La sua storia straordinaria è raccontata nel libro “Il buon ladro” di Andrea Schiavon, uscito per Add Editore, in cui si ripercorre la vita di Gino: una figura eccezionale, che sembra uscita da un romanzo, un anti-eroe amato dalla povera gente.
Sbarcato in Brasile nel 1913, l’anno seguente Meneghetti sconta già la prima condanna e, colpo dopo colpo, diventa il nemico pubblico numero uno della polizia di San Paolo. Per riuscire ad arrestarlo vengono mobilitati 200 poliziotti in un’operazione clamorosa che porterà alla condanna più pesante: 43 anni di prigione. Scarcerato nel 1947 grazie a un decreto presidenziale, ormai settantenne, Gino cerca di rimanere sulla retta via, ma la libertà dura poco. Incorreggibile, al momento dell’ultimo arresto ha più di 90 anni.

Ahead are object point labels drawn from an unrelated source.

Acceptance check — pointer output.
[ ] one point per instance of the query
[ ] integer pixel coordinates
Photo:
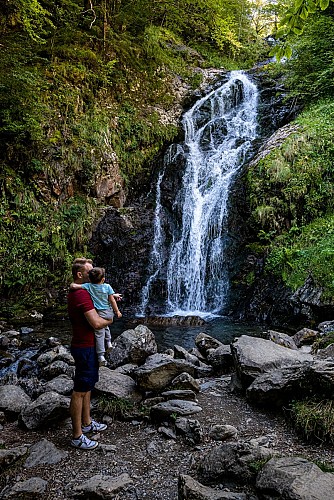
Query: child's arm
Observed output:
(114, 306)
(75, 286)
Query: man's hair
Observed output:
(96, 274)
(79, 264)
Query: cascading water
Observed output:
(219, 130)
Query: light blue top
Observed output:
(99, 294)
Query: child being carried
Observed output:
(103, 296)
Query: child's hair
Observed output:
(96, 274)
(79, 264)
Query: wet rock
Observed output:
(132, 346)
(48, 409)
(187, 395)
(117, 385)
(35, 487)
(253, 356)
(190, 489)
(57, 368)
(13, 399)
(205, 342)
(159, 370)
(282, 339)
(294, 478)
(44, 453)
(104, 487)
(221, 358)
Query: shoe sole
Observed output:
(85, 449)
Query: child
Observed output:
(102, 296)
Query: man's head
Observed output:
(96, 275)
(80, 270)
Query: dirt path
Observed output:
(152, 461)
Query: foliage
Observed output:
(309, 74)
(293, 23)
(291, 196)
(314, 419)
(323, 342)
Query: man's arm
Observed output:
(114, 306)
(75, 286)
(95, 320)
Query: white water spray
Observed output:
(219, 130)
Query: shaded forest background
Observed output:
(81, 84)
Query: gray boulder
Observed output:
(190, 489)
(173, 407)
(232, 461)
(253, 356)
(35, 487)
(294, 478)
(159, 370)
(44, 453)
(8, 457)
(48, 409)
(117, 385)
(104, 487)
(12, 400)
(132, 346)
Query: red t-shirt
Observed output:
(79, 302)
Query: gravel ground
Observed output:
(152, 461)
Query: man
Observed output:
(84, 320)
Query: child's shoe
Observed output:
(102, 360)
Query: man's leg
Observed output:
(79, 411)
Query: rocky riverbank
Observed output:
(191, 426)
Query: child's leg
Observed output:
(105, 314)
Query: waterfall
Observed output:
(219, 130)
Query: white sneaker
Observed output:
(102, 360)
(84, 443)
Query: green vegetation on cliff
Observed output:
(81, 87)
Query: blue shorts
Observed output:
(86, 368)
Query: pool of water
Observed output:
(221, 328)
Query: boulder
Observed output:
(281, 339)
(44, 453)
(232, 462)
(173, 408)
(221, 358)
(190, 489)
(117, 385)
(253, 356)
(34, 487)
(305, 336)
(13, 399)
(48, 409)
(205, 342)
(159, 370)
(8, 457)
(132, 346)
(294, 478)
(61, 384)
(104, 487)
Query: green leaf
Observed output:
(323, 4)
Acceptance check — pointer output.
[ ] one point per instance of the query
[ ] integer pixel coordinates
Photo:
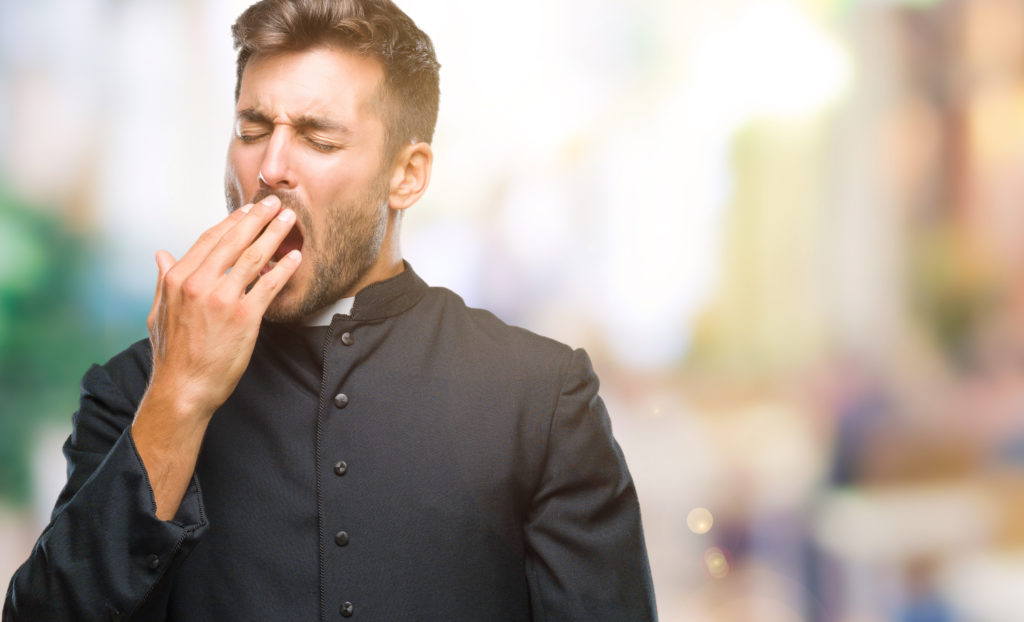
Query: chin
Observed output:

Le sue fughe acrobatiche dai penitenziari, i suoi furti all’Arsenio Lupin messi sempre a segno contro i membri dell’alta società, lo fanno diventare una celebrità e gli fanno conquistare la simpatia del popolo. L’opinione pubblica, che segue le sue gesta fuori e dentro il carcere, lo ama: Meneghetti ruba solo ai ricchissimi e non minaccia mai nessuno con un’arma, ma mette a segno i suoi colpi utilizzando solo l’astuzia. Come quando svuota la casa di una baronessa e poi le lascia un biglietto firmato dove la invita a trovarsi un gioielliere migliore.
Il “buon ladro”pisano era diventato così famoso che ancora oggi alcuni ristoranti di San Paolo propongono le “lasagne alla Meneghetti”.